UKZN Impi back with a Bang Against Wits!
UKZN Impi beat Wits University 26-21 at the Varsity Shield game earlier this week.

The Varsity Cup Executive Board took a decision last week to resume all Varsity Cup and Varsity Shield games as of Monday, 14 March and to have all the games played at the FNB Stadium precinct and main stadium in Johannesburg.

The decision to remove games from universities was not supported by some of the universities including UKZN; however, our Impi team had to abide by the decision and continue with the games being played away from their loyal supporters.

Our Impi took on their arch rivals, Wits University, on Monday, 14 March with just the two teams on the field and no spectators. The first half saw our Impi taking on pressure as Wits scored 3 tries against our penalty kick which ended the 1st half at 21-2 to Wits.
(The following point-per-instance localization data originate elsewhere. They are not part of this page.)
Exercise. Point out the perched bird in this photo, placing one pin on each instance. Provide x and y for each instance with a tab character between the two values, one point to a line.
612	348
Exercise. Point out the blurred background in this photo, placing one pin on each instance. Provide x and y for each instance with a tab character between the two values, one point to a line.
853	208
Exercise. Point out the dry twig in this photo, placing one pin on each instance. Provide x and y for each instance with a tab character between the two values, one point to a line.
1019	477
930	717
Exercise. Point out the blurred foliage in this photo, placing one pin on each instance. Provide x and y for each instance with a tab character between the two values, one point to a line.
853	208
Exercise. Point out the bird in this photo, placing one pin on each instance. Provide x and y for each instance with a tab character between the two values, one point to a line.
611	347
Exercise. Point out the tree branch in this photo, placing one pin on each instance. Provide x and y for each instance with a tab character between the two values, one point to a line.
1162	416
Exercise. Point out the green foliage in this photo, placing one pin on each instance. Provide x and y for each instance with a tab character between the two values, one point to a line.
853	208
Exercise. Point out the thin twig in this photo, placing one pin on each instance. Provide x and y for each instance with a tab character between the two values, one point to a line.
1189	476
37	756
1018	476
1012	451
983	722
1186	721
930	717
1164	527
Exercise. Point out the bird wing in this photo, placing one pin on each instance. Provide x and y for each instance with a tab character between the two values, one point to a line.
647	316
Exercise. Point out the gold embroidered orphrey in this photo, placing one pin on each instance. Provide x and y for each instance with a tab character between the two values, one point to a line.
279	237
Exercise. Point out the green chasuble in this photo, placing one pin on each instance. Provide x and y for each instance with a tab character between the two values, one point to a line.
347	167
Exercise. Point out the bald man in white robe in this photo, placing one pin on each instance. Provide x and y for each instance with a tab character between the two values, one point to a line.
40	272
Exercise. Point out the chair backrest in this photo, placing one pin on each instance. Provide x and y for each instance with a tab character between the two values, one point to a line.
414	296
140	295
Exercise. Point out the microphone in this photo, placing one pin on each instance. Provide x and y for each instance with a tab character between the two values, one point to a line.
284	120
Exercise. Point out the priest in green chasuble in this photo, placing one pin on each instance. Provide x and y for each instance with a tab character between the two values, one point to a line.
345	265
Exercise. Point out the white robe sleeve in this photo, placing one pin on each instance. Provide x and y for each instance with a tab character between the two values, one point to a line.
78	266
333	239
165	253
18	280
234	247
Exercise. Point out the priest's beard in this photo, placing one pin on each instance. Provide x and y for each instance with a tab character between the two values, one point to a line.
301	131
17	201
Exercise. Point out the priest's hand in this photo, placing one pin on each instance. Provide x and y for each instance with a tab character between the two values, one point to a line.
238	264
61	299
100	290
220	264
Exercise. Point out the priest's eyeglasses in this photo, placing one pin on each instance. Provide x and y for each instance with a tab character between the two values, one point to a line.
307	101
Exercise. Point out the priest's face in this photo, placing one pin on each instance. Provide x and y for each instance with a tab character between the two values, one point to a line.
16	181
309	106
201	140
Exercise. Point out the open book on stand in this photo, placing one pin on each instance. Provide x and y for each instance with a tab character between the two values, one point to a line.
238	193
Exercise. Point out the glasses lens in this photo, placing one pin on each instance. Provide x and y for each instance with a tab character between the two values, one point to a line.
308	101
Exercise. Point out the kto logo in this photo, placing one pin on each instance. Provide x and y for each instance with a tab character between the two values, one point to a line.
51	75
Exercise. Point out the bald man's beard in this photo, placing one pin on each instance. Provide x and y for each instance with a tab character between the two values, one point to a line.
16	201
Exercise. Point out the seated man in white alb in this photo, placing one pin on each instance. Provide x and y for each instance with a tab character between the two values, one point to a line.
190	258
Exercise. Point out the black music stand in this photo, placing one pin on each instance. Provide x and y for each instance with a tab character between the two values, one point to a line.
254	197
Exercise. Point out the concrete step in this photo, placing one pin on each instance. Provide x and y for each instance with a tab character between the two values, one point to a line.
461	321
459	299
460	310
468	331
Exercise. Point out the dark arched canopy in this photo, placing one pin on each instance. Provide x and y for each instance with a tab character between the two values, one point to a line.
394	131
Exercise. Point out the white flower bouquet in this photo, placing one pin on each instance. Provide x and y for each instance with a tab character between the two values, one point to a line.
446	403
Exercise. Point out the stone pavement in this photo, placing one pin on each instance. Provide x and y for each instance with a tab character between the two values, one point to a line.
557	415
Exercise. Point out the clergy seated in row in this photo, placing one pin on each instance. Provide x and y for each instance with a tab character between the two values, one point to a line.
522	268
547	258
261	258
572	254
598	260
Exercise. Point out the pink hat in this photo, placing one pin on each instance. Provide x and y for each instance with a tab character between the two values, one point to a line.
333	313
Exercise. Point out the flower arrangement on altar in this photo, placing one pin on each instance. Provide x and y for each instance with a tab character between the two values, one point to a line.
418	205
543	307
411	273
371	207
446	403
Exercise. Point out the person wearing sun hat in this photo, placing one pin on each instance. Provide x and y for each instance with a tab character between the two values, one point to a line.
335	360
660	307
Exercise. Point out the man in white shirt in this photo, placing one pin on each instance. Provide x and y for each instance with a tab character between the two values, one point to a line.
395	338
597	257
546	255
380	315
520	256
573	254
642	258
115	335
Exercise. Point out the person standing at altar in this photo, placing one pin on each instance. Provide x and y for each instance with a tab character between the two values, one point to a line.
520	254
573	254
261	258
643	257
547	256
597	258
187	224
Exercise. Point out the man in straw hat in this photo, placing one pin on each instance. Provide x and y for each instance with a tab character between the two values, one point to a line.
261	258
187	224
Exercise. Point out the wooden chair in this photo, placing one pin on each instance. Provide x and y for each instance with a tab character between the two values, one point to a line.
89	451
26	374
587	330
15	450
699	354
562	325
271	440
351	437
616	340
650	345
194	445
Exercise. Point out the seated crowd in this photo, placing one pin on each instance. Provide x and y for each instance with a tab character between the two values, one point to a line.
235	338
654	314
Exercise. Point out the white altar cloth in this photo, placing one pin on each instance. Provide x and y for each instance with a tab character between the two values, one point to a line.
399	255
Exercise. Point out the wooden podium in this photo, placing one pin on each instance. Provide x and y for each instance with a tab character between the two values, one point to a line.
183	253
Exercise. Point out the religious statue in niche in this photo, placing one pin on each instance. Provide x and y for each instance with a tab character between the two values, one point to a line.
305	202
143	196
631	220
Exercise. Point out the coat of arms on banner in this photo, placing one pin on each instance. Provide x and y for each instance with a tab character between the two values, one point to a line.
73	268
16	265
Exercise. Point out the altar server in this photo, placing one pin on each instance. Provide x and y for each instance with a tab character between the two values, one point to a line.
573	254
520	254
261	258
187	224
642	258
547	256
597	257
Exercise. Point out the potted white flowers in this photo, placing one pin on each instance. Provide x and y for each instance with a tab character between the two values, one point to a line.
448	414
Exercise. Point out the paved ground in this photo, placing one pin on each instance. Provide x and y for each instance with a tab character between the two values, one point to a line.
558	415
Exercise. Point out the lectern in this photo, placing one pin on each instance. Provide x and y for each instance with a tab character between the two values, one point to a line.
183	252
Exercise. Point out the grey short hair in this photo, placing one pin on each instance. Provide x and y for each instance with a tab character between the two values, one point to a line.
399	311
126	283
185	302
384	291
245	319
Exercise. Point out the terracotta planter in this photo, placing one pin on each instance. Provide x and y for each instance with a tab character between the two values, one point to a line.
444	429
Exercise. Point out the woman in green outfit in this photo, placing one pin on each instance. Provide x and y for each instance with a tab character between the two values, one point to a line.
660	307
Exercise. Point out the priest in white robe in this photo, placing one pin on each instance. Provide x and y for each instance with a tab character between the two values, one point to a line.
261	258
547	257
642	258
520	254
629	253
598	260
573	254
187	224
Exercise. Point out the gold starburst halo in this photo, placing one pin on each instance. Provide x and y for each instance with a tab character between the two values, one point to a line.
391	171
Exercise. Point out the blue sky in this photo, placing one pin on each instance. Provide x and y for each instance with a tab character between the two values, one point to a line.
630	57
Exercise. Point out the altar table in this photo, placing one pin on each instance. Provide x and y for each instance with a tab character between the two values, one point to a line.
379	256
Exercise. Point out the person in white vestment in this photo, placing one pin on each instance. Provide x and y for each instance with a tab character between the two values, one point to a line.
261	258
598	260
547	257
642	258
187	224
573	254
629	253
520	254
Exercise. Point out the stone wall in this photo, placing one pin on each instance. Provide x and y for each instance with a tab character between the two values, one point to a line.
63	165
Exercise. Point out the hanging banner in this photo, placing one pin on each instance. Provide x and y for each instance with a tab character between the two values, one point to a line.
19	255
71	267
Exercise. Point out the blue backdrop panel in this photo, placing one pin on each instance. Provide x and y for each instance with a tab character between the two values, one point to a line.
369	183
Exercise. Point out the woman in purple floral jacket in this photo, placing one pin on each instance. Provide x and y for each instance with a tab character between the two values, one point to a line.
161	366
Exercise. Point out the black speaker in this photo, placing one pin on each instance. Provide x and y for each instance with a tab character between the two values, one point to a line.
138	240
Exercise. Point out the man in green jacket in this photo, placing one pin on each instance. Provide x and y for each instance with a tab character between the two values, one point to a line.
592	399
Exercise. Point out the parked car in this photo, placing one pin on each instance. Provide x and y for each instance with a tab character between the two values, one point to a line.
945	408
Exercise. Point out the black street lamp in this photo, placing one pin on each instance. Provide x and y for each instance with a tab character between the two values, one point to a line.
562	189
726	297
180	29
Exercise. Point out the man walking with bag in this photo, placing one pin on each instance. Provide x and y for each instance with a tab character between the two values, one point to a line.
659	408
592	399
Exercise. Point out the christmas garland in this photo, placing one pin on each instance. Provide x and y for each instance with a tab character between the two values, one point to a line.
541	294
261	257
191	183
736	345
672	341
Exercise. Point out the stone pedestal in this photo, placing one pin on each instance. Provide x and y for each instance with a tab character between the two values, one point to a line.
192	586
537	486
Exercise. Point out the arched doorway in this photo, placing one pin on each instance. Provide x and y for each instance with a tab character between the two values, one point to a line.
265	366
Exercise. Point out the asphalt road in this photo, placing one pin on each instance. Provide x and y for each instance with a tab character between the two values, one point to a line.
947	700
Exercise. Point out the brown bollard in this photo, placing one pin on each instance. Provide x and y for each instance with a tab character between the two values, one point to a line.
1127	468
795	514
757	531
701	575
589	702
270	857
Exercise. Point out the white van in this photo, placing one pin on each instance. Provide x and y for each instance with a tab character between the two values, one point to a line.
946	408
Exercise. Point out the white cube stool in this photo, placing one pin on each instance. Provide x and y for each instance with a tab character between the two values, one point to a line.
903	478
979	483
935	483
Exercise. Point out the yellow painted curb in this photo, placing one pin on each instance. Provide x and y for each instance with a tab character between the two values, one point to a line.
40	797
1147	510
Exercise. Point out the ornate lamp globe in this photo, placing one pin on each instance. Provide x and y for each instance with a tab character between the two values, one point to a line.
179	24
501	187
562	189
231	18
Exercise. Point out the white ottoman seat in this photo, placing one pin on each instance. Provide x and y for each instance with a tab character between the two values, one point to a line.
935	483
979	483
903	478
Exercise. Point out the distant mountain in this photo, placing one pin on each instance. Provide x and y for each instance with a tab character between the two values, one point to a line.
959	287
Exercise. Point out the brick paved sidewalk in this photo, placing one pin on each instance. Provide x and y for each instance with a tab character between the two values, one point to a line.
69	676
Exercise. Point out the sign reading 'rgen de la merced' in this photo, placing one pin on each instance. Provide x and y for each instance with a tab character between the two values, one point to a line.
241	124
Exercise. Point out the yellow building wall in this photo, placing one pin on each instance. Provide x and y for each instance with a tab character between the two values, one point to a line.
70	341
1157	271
Michael Horak and his coaching team managed to calm our boys down during the halftime break and this led to the team playing the game at their pace during the second half. UKZN Impi turned up the heat on the Wits defense and were rewarded with an early try coming from winger Thobekani Buthelezi taking the score to 21-10 to Wits. Our Boytjies continued their attack and got another great try from fly half Tristan Tedder, taking the score to 21-18 with 10 minutes left.

Our UKZN Impi gave it their all and a moment of brilliance from the team saw winger Thobekani Buthelezi score his second try of the game which secured the victory for our Impi with a score of 26-21.

UKZN winger and try scorer Thobekani Buthelezi was awarded the Player that Rocks for his outstanding performance and his contribution of two tries to our victory.